The Hammers get Hammered: For the uninitiated, West Ham United from the cockney side of London more or less are the Hammers. (pronounced Ammers). Getting hammered has too basic meanings. They are distinct although not necessarily mutually exclusive. It is possible to get hammered without being hammered at the time but in truth you are more likely to get hammered if you are already hammered in the first place. If you are still puzzled, getting hammered in a soccer sense is finishing the game on the wrong end of an embarrassing scoreline. Getting hammered while not on the soccer field requires copious amounts of alcohol intake, to make a long story short while making every short story as long as possible.

If you still haven't pressed the remote control, I am babbling on ('Tis the season) about West Ham United professional soccer players and role models to their nation's children, and their behaviour at a recent Christmas "party." As is all too common these days, sports "superstars" have difficulty spending their money on having a good time and seem to draw the limelight on themselves through unacceptable conduct in their search for kicks. (intended pun whether you like it or not.) Neil Ruddock and Trevor Sinclair found themselves in court, and then released on bail. The pair was detained by police following conduct unbecoming at a Seventies fancy dress party attended by sundry members of West Ham's Premiership first team.

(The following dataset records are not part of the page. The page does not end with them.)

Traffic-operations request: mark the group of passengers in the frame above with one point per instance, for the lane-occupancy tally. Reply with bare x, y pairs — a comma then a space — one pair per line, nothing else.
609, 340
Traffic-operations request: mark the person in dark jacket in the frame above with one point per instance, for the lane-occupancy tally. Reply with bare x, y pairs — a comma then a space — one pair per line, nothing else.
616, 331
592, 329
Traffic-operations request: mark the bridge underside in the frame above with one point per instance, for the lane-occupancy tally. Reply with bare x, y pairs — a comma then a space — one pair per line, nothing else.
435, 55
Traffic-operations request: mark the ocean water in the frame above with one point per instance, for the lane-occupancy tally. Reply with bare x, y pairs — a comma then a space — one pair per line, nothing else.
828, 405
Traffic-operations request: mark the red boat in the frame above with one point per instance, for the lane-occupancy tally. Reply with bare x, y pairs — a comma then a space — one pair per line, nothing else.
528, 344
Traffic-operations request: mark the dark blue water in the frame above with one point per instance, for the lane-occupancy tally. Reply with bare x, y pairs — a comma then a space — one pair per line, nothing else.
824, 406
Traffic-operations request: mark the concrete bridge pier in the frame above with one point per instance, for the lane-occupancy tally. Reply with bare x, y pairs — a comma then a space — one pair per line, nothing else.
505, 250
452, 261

Of course, it could have all been harmless fun, and we might not have heard anything about it if it wasn't the third off-field incident to bring West Ham bad publicity this season. Combustible striker John Hartson was convicted of criminal damages after kicking a plant in a Swansea street, probably causing less damage than when he later kicked teammate Eyal Berkovic in the head during a practice session. With teammates like him, who needs an opposition?

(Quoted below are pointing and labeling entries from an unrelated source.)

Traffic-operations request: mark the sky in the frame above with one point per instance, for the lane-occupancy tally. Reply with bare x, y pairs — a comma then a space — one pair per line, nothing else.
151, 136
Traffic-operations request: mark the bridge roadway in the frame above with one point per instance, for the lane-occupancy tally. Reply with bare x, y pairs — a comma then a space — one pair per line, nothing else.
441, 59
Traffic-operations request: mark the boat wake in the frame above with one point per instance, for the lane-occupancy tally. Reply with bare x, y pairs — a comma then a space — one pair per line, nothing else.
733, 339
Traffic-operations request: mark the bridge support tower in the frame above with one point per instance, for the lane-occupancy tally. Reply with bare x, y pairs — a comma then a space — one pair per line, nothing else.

Manager Harry Redknapp understandably lost his Father Christmas spirit and declared "That's it. There won't be any more Christmas parties. Not while I'm here." Famous last words for many a manager but I have to agree with him. I suppose that effectively rules me out for the Upton Park job when it does become available again. The game has enough errant behaviour and justified poor criticism without the pros participating actively and publicly in rowdiness. Ideally, they would be involved in combating hooliganism, and not proliferating it. These are not down and out teenagers from the "wrong" side of LA, or bored rich kids from Beverly Hills, but so-called professionals who should be prepared to accept responsibility for their actions.